At this point, Ubuntu replaced Fedora and became my primary desktop. I would still use Windows on work machines when mandated, and later use MacOS for other purposes, but Ubuntu is – and has been – my primary desktop and server distribution for well over 15 years.
Why haven't I switched to other distributions over the years? Probably because there has never been a need. There are certainly some interesting projects going on. Arch has become incredibly usable for average people. Bodhi Linux remains my favourite light-weight OS for machines that have CPUs older than my (retired) Palm Tungsten T37. EndeavourOS is poised to make waves in the near future. Heck, Fedora's SilverBlue could completely revolutionise the way technology is deployed and managed at most medium-to-large corporations, making familiarity with the OS a "smart career decision". But Ubuntu does everything I ask it to and then some. The fleet of servers I manage rarely need any attention and the desktop systems are rock solid so long as I'm not trying to mess around with ZFS in non-standard ways8.
Would I consider switching distributions in the future if something else came along? Of course. However, that something else would need to offer benefits that Ubuntu – and the community around it – cannot.

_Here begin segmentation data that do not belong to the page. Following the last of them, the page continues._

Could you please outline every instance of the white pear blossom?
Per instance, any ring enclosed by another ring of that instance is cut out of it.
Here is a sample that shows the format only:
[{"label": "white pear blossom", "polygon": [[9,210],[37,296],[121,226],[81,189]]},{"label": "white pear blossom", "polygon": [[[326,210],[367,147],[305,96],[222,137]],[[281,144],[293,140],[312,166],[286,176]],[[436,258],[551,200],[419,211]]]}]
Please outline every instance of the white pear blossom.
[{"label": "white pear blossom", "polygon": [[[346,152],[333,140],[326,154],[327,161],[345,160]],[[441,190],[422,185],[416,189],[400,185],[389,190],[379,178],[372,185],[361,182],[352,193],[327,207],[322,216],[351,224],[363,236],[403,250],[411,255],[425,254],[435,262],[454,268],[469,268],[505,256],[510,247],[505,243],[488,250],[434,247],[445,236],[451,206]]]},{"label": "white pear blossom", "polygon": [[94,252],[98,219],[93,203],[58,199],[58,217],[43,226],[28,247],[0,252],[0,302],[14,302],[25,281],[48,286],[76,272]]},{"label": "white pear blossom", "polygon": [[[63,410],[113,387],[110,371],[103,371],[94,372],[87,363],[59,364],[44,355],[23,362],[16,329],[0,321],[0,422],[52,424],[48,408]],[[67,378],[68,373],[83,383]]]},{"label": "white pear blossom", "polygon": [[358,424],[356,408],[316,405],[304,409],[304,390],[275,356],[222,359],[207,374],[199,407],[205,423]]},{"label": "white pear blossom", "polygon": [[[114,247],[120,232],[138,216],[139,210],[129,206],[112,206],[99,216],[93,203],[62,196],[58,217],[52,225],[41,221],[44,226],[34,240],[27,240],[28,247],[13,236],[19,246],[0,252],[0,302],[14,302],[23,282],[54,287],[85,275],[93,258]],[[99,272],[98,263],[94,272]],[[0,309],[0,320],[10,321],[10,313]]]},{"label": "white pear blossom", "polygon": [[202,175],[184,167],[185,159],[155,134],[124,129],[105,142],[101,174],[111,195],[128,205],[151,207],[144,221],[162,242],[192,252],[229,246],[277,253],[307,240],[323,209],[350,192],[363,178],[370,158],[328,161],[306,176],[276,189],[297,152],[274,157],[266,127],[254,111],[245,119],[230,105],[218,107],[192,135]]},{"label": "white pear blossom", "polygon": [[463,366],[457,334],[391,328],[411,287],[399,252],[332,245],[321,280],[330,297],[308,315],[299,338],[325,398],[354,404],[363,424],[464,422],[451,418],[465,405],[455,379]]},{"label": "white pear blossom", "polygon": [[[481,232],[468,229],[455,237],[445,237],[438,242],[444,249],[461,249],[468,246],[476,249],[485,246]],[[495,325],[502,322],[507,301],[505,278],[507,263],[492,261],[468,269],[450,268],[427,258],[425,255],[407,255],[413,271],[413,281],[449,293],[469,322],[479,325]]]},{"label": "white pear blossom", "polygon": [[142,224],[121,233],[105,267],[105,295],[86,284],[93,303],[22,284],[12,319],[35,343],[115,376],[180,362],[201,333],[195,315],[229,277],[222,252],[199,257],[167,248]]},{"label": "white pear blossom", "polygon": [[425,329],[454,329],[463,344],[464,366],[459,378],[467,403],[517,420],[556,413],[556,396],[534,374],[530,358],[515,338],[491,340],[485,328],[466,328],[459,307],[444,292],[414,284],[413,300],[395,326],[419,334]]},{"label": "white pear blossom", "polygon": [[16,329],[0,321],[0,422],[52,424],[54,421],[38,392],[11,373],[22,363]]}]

Looking at how much has changed since the days of Slackware, Usenet, Slashdot, B2, S3, and Palm handhelds, I feel much, much older than my age ... 🤪
- Wiki on Usenet
- Short history of WordPress precursor B2/cafelog
- Does anybody else remember the iMac anime girl that was everywhere at the turn of the century?
- Wiki on S3 Trio
- You're usin' a 286? Don't make me laugh. Your Windows boots up in what, a day and a half? 🎶🎤🎶
- Wiki on the Palm Tungsten T3. After this, I went to an HP iPad 211 Enterprise running Windows Mobile 5 with a custom ROM ... then later an iPod Touch that made every previous mobile device look like a joke in comparison.
- The best way to learn about fixing file system problems is to break the file system. Try not to do this on your primary machine, though.